I was back over in Glasgow the following night after seeing Public Enemy. Went over to see American Hi-Fi at King Tut’s Wah Wah Hut. Quite a strange name for a venue but it quite an amazing venue. It is a bar with a very small stage! So tiny you could cram in everybody. Like a lot of venues they would host many bands who would go on to bigger things.
At the end of the month The Cooper Temple Clause brought their noisy racket to the Limelight. Another band championed by NME. I last saw them at Witnness the previous summer and they were quite good live. Limelight was probably one of the best places to see them.
Can’t seem to remember who was support for this one. Probably a local band but if anybody remembers let me know and I will amend here.
May was a really busy month for gigs with three of them involving the long trip to Dublin!
I was down in Dublin around the May bank holiday as they were doing the annual Green Energy festival. There wasn’t much interest in the line up that year apart from The Vines who took to the stage at the Ambassador Theatre.
The Vines exploded onto the scene the year before and were heavily hyped by NME at the time. The new Nirvana tag had been landed on them which was a very lazy comparison.
As much as I was looking forward to this gig, it was awful for all the wrong reasons. Craig Nicholls was all over the place, thrashing around like a mad man and smashing guitars. It was just a chaotic mess and lots of people were leaving. I decided to stick around and hope that it was going to get better but it didn’t. A very disappointing gig for a band that probably did have a bit of potential.
So back up to Belfast the next day and hoping to put behind me the disappointment of seeing The Vines and hoping Hell is for Heroes at the Empire would make up for it.

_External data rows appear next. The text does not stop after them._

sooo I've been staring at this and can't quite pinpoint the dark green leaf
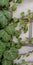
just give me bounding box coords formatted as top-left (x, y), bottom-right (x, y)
top-left (0, 0), bottom-right (9, 8)
top-left (2, 59), bottom-right (13, 65)
top-left (5, 24), bottom-right (15, 36)
top-left (0, 40), bottom-right (6, 58)
top-left (4, 47), bottom-right (18, 60)
top-left (3, 10), bottom-right (12, 21)
top-left (0, 11), bottom-right (8, 28)
top-left (0, 30), bottom-right (11, 42)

Hell is for Heroes arose from the ashes of Symposium and were great live. They really tore up the Empire. I had totally forgotten all about the shambolic gig in Dublin 24 hours previously.

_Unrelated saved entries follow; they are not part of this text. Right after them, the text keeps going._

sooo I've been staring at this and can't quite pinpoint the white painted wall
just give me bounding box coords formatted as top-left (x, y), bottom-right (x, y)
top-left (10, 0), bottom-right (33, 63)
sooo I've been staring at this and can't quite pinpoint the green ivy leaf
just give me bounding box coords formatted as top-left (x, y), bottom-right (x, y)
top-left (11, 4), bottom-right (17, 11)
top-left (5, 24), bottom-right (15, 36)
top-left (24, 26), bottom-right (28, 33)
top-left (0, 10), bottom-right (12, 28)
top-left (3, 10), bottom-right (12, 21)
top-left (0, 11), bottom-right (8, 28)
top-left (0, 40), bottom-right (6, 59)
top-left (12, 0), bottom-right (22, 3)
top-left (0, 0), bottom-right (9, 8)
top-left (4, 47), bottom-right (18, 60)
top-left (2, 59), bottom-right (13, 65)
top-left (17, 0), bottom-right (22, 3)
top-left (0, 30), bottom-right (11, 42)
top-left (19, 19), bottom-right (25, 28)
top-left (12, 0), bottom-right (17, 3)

It is possible to have two really bad gigs in quick succession when you are travelling to Dublin? I was down again to see The Dandy Warhols at the Olympia Theatre where they were playing for two nights. I was at the first night.
Like many people Bohemian Like You was the breakthrough track thanks to that infamous Vodafone ad which brought them loads of new fans. I had heard of them before and seen them at the festivals but was really looking forward to seeing them do a headline gig.
The band had just released Welcome To the Monkey House which was the follow up to Thirteen Tales from Urban Bohemia. When I say that this was a bad gig is probably an understatement. I don’t think it was the bands fault that it was a bad gig, I think really it was down to the fans in attendance. I don’t think they were enjoying the new material. Everyone just wanted to hear the songs that they liked.
Radiohead were back on form and brought their Hail to the Thief tour to Belfast. This was their last visit to the city and they played the Waterfront Hall this time which I thought was a strange choice of venue. They played the Odyssey in 2001. Unless there was somebody else on the Odyssey that night they had to settle for the Waterfront.
Standing tickets were impossible to get as there is limited standing in the Waterfront. Me and my friend Paddy went to the gig and we settled for sitting tickets. It was a bit weird sitting of a Radiohead gig but it was really good. Such a shame that they have never been to Belfast since. They would return to Dublin later on in the year and I will write about that on the next section.
To bring the month of May to a close it was yet another trip to Dublin. This time the Boss was coming to town along with the E Street Band.
Bruce Springsteen is always a joy to watch. He puts on such a great show. This tour was promoting the new album, The Rising.
This would be the last of single gigs in Dublin. Future tours would see him play two or three nights minimum such was the height of his popularity in Ireland.